Thursday, January 27, 2011

GUEST COLUMN: "Rein in the Regulators" by Rep. Bob Gibbs

Rep. Bob Gibbs
By Congressman Bob Gibbs (OH-18)


I came to Washington to cut spending, shut down the federal “red tape” factory, and help small businesses get back to creating new jobs. However thousands of new complicated, costly regulations covering every sector of the American economy are written every year by bureaucrats in more than 60 federal agencies. This rulemaking process adds billions of dollars to the real price tag of legislation, leading to higher costs for businesses and consumers, weakened American competitiveness and jobs being sent abroad.

Over the past 25 years under both GOP and Democratic Administrations, there has been an average of 30-40 major rules adopted each year. However, in the past two years, President Obama’s administration wrote 121 major rules with another 191 in the works. In 2010 alone, federal bureaucrats added 80,000 pages of brand new rules.
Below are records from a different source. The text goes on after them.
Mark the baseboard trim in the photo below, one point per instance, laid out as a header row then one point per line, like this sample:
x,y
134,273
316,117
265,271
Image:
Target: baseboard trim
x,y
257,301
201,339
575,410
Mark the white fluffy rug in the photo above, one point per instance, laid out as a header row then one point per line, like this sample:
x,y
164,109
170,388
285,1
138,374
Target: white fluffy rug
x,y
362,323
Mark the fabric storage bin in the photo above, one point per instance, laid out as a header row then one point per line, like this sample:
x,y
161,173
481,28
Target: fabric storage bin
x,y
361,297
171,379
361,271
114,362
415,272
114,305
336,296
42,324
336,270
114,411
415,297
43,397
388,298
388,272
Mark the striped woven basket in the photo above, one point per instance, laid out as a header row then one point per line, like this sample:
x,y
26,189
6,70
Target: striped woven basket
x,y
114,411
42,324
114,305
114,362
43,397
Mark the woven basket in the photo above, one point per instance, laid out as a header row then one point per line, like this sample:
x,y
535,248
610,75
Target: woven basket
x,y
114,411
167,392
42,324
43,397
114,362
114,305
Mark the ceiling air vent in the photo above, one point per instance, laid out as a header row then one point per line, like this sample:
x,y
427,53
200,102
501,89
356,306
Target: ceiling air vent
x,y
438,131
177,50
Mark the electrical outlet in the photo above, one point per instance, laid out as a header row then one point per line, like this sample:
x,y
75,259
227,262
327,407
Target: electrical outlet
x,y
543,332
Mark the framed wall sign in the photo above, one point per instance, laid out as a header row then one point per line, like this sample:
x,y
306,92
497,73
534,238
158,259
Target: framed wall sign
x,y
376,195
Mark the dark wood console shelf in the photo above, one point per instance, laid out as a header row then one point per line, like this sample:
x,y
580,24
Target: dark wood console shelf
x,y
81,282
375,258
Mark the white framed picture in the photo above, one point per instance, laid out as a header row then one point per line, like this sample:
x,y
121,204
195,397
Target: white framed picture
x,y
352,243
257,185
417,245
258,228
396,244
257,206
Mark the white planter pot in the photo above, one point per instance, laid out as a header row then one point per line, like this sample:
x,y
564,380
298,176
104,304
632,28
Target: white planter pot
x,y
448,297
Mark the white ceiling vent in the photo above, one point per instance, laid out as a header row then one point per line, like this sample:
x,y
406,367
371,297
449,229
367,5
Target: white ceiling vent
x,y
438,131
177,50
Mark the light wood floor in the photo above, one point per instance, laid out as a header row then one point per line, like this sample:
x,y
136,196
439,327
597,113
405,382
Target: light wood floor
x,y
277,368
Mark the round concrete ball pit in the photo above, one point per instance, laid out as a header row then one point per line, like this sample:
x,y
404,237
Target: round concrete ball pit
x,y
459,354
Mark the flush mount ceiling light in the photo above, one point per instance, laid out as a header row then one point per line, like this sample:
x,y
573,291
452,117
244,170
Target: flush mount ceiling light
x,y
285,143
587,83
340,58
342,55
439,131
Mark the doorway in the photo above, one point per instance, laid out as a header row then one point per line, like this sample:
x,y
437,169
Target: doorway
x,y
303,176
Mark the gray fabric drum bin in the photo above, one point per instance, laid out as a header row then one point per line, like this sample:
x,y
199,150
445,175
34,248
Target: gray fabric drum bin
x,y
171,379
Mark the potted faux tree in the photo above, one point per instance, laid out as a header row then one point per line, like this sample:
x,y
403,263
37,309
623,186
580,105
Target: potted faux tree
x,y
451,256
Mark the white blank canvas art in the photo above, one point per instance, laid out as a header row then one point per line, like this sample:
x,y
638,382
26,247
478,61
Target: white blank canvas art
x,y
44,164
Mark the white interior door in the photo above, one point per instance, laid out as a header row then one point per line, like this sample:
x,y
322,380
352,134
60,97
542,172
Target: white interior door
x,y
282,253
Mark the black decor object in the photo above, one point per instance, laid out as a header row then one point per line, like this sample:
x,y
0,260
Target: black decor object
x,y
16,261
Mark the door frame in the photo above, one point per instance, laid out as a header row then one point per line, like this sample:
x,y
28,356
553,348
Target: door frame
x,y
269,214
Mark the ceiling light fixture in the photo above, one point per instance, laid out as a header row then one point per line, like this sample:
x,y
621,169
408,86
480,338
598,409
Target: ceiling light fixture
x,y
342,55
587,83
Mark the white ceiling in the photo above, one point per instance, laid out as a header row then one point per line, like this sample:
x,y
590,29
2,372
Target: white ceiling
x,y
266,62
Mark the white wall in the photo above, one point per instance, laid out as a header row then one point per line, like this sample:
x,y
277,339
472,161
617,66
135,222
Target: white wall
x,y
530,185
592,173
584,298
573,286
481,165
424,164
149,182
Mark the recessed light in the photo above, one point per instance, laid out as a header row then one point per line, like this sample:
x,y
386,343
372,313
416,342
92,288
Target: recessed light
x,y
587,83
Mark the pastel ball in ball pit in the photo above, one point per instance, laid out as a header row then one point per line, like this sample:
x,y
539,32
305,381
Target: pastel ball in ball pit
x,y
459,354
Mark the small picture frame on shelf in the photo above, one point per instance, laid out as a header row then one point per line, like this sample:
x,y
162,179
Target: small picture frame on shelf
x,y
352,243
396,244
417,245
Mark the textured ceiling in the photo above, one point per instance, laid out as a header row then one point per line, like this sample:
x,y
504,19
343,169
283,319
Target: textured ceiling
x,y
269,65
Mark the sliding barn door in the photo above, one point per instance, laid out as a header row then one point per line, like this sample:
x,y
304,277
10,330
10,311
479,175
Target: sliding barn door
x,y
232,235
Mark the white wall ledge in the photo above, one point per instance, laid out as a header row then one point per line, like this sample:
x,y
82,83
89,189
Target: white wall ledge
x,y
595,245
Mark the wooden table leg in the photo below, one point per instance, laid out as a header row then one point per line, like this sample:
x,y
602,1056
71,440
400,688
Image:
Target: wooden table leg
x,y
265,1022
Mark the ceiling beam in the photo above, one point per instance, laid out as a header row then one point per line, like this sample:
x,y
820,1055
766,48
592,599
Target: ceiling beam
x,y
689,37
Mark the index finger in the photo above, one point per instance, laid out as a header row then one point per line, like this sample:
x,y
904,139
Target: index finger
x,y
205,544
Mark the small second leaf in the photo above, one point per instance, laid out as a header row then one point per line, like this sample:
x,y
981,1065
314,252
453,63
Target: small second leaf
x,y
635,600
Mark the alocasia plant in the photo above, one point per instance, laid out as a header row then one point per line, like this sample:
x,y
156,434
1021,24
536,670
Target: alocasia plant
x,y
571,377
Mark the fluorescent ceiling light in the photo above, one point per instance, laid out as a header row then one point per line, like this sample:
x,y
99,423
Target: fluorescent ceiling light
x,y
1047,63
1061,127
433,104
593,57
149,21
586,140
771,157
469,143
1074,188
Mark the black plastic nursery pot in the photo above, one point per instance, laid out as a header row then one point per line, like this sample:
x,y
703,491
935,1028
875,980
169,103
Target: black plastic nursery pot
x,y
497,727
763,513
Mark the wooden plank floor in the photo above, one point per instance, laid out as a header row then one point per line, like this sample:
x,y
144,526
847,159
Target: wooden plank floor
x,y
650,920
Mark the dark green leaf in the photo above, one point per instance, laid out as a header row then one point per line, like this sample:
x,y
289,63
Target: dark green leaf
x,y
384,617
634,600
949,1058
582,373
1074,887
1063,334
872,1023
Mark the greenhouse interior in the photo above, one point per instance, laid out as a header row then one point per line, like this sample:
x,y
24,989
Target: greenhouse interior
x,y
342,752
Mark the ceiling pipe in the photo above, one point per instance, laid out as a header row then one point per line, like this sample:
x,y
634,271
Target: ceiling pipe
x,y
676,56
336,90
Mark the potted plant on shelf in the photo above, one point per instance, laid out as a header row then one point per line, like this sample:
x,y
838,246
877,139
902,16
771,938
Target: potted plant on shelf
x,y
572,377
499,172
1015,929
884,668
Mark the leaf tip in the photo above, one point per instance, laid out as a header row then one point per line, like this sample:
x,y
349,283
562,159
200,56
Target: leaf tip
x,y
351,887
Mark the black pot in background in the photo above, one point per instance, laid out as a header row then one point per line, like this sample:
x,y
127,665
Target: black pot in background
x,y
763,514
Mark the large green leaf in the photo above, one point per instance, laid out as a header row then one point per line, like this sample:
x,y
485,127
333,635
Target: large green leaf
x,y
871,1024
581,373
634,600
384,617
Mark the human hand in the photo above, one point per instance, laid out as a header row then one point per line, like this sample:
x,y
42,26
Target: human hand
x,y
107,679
These rulemakings create uncertainty in the market as the details of the regulations take extensive periods of time to finalize. At a time when job creation is paramount to economic recovery, businesses are being forced to postpone decisions on hiring and expansion.

Job-creating small businesses continue to bear a disproportionate share of the more than $1.75 trillion federal regulatory burden. The U.S. Small Business Administration estimates costs of more than $10,000 per employee for firms with fewer than 20 employees. More often than not, these costs come from complying with "red tape" requirements that aren’t even in the laws Congress passed. Instead, bureaucracies have more power as they implement ambiguous legislation, further expanding the “red tape” factory and turning these agencies into “quasi-legislative” bodies with little or no accountability and transparency.

To combat this problem, I have become a cosponsor of legislation introduced by Rep. Geoff Davis [R-KY] known as the REINS Act. The “Regulations from the Executive In Need of Scrutiny Act” will restore accountability in the rulemaking process by giving Congress oversight of any rule adopted by a federal government bureaucracy that has at least $100 Million in cumulative economic impact. With the REINS ACT, these “major rules” will require an up-or-down vote by both the House and Senate as well as a signature by the President.

I am proud to support this legislation as it aligns with my votes to cut Congress’ budget and repeal the job-destroying health care law, both efforts to cut federal spending and rein in overreaching government agencies that are stifling job creation and hindering economic growth.